Hashem gave us a tough history. It isn't easy to be a Jew. History hasn't been a whole series of happy-ever-after fairy tales. But through that shaping experience of so much suffering and nonetheless saying “Uvacharta baChaim” and the high demands Hashem makes of us, He has given us certain values that we live, we exemplify. They are carved, ingrained, they are hardwired into our Jewish DNA.

And the world needs those values and it is by being what we uniquely are that we can give humanity what only we can give.

And therefore, don't tell me that universalism and particularism are conflicting values in Judaism. They are not. They're two sides of the same coin. We have to be universalist by being particularists.

Don't get up and say, ‘I'm just a human being,’ or get up and say, ‘I'm a Jew.’ Don't get up and say, ‘I'm a Jew,’ get up and live ‘I am a Jew.’

And after 21 years as Chief Rabbi, having spent a lot of time with non-Jews, other religious leaders, politicians, prime ministers, royal family, I have come to two conclusions, which I have found to be true of 99.5% of my experience and here they are:

Non-Jews respect Jews who respect Judaism. 

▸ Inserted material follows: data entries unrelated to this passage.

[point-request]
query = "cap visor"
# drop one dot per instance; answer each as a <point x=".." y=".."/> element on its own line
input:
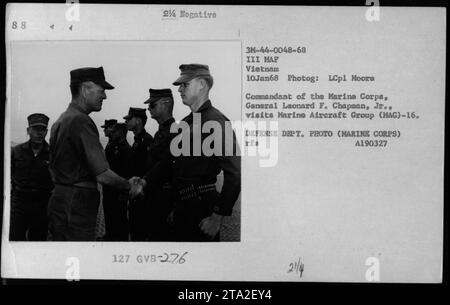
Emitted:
<point x="106" y="85"/>
<point x="182" y="79"/>
<point x="152" y="100"/>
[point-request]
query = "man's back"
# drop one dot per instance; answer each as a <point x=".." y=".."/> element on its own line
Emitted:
<point x="76" y="154"/>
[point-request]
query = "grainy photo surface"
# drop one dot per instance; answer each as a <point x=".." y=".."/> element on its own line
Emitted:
<point x="224" y="143"/>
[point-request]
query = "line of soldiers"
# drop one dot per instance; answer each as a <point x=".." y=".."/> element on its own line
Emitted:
<point x="149" y="193"/>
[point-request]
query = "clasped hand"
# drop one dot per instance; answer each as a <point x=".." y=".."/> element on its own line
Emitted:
<point x="136" y="187"/>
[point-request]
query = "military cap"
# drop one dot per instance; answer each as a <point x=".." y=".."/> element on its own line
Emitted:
<point x="120" y="126"/>
<point x="95" y="75"/>
<point x="136" y="112"/>
<point x="37" y="119"/>
<point x="191" y="71"/>
<point x="156" y="94"/>
<point x="109" y="123"/>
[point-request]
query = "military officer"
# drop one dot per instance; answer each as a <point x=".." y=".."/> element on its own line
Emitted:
<point x="31" y="183"/>
<point x="159" y="190"/>
<point x="115" y="204"/>
<point x="136" y="120"/>
<point x="78" y="161"/>
<point x="108" y="127"/>
<point x="199" y="208"/>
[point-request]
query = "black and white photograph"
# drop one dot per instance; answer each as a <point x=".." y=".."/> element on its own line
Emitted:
<point x="224" y="143"/>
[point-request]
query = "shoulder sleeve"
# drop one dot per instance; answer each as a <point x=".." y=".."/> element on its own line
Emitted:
<point x="90" y="146"/>
<point x="230" y="163"/>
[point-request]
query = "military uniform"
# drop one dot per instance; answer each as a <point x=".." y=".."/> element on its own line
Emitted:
<point x="76" y="158"/>
<point x="115" y="204"/>
<point x="195" y="176"/>
<point x="159" y="191"/>
<point x="31" y="187"/>
<point x="139" y="153"/>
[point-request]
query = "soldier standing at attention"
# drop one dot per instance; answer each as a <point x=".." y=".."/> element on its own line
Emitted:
<point x="108" y="128"/>
<point x="31" y="183"/>
<point x="157" y="180"/>
<point x="199" y="209"/>
<point x="136" y="120"/>
<point x="78" y="161"/>
<point x="115" y="203"/>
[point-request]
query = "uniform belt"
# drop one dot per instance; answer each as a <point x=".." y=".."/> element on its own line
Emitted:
<point x="86" y="184"/>
<point x="83" y="184"/>
<point x="194" y="191"/>
<point x="167" y="186"/>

And non-Jews are embarrassed by Jews who are embarrassed by Judaism.

And therefore I say to you, walk tall as Jews. Never try and hide that fact. Never be afraid to be what you are, and never think yourself better than others, but never cease to realise that we have a special mission.

God did not call on us to be Jews for the sake of Jews alone, but for the sake of the world. And let us go out there proud that we are Jews, and so conduct our lives that we will bring pride to the Jewish people and nachat ruach to God.